Working with Futures
in Dart, I've come across an interesting issue.
import 'dart:async';
class Egg {
String style;
Egg(this.style);
}
Future cookEggs(List<Egg> list) =>
new Future(() =>
['omelette','over easy'].forEach((_) => list.add(new Egg(_)))
);
Future cookOne(Egg egg) => new Future(() => egg = new Egg('scrambled'));
void main() {
List<Egg> eggList = new List();
Egg single;
cookEggs(eggList).whenComplete(() => eggList.forEach((_) => print(_.style));
cookOne(single).whenComplete(() => print(single.style));
}
The expected output is:
omelette
over easy
scrambled
The cookEggs
function that gets the List<Eggs>
works fine, but accessing the style
property of single
is unsuccessful and throws a NoSuchMethodError
.
I first thought that this might have something to do with pass-by-reference, but I don't see why Dart would pass a List
by reference but not an Egg
. Now I'm thinking that the discrepancy may have something to do with the assignment (=
) operator and the List.add()
method. I'm stuck in that train of thought, and I don't know how to test my hypothesis.
Any thoughts?
The program's output and stack trace is show below:
omelette
over easy
Uncaught Error: The null object does not have a getter 'style'.
NoSuchMethodError: method not found: 'style'
Receiver: null
Arguments: []
Stack Trace:
#0 Object.noSuchMethod (dart:core-patch/object_patch.dart:45)
#1 main.<anonymous closure> (file:///path/to/eggs.dart:20:51)
#2 _rootRun (dart:async/zone.dart:719)
#3 _RootZone.run (dart:async/zone.dart:862)
#4 _Future._propagateToListeners.handleWhenCompleteCallback (dart:async/future_impl.dart:540)
#5 _Future._propagateToListeners (dart:async/future_impl.dart:577)
#6 _Future._complete (dart:async/future_impl.dart:317)
#7 Future.Future.<anonymous closure> (dart:async/future.dart:118)
#8 _createTimer.<anonymous closure> (dart:async-patch/timer_patch.dart:11)
#9 _handleTimeout (dart:io/timer_impl.dart:292)
#10 _RawReceivePortImpl._handleMessage (dart:isolate-patch/isolate_patch.dart:124)
Unhandled exception:
The null object does not have a getter 'style'.
NoSuchMethodError: method not found: 'style'
Receiver: null
Arguments: []
#0 _rootHandleUncaughtError.<anonymous closure>.<anonymous closure> (dart:async/zone.dart:713)
#1 _asyncRunCallbackLoop (dart:async/schedule_microtask.dart:23)
#2 _asyncRunCallback (dart:async/schedule_microtask.dart:32)
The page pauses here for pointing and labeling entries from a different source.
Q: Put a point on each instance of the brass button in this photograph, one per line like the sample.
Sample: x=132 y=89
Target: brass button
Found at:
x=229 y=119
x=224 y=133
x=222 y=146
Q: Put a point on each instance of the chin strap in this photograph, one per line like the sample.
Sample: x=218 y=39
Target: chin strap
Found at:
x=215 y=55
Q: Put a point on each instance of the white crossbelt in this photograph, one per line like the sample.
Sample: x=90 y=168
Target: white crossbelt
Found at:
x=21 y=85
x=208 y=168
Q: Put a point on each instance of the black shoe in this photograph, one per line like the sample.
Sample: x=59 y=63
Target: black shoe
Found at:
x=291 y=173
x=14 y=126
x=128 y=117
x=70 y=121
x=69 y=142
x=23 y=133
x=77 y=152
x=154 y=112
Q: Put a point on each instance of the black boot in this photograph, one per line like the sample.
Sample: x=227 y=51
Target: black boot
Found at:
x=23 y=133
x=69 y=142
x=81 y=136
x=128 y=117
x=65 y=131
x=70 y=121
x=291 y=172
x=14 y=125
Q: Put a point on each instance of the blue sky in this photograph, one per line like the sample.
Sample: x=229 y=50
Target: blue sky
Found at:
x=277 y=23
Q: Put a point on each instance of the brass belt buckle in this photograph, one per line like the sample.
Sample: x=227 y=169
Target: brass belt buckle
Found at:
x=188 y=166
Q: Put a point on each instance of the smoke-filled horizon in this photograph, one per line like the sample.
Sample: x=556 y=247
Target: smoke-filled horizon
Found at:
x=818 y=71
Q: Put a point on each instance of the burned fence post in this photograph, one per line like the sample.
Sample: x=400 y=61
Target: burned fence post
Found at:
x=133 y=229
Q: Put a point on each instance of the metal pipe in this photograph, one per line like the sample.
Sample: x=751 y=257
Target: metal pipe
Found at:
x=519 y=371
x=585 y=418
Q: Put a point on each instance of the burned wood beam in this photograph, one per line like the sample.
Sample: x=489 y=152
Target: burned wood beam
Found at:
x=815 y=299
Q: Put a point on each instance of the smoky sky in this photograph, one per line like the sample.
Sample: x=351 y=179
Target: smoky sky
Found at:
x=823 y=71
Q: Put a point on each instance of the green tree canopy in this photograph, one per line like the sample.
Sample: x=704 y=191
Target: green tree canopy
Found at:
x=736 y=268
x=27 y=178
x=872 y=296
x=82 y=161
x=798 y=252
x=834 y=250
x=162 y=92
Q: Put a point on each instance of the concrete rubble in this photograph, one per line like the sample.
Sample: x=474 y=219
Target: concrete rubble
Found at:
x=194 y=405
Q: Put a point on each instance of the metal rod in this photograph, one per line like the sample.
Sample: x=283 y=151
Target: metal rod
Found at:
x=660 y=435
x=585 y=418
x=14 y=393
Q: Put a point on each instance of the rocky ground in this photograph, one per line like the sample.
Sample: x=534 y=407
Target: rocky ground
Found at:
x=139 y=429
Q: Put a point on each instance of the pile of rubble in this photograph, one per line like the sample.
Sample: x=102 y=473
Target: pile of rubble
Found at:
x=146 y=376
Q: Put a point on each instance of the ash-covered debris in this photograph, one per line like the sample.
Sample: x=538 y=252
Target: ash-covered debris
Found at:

#3 _asyncRunCallback (dart:async/schedule_microtask.dart:36)
#4 _RawReceivePortImpl._handleMessage (dart:isolate-patch/isolate_patch.dart:128)
Quick answer: what gets passed to your functions cookEggs
and cookOne
are references to the objects, not to the variables (which would be real pass-by-reference).
The term pass-by-reference is often misused to mean pass-references-by-value: many languages only have pass-by-value semantics, where the values that are passed around are references (i.e. pointers, without the dangerous features). See Is Java "pass-by-reference" or "pass-by-value"?
cookEggs(eggList)
……the variable eggList
contains a reference to a list of eggs. That reference was initially given to you by the expression new List()
, and you're passing it to cookEggs
after storing meanwhile in your variable eggList
. Inside cookEggs
, adding to the list works, because you passed a reference to an actual, existing list object.
cookOne(single)
……the variable single
has only been declared, so it was implicitly initialized by the language runtime to the special reference null
. Inside cookOne
, you're replacing which reference is contained in egg
; since single
is a different variable, it still contains null
, therefore the code fails when you try to use that.
The pass-references-by-value behavior is common to a lot of modern languages (Smalltalk, Java, Ruby, Python…). When you pass an object, you're actually passing-by-value (therefore copying) the contents of your variable, which is a pointer to the object. You never control where objects really exist.
Those pointers are named references rather than pointers, because they are restricted to abstract away the memory layout: you can't know the address of an object, you can't peek at the bytes around an object, you can't even be sure that an object is stored at a fixed place in memory, or that it's stored in memory at all (one could implement object references as UUIDs or keys in a persistent database, as in Gemstone).
In contrast, with pass-by-reference, you'd conceptually pass the variable itself, not its contents. To implement pass-by-reference in a pass-by-value language, you would need to reify variables as ValueHolder objects that can be passed around and whose contents can be changed.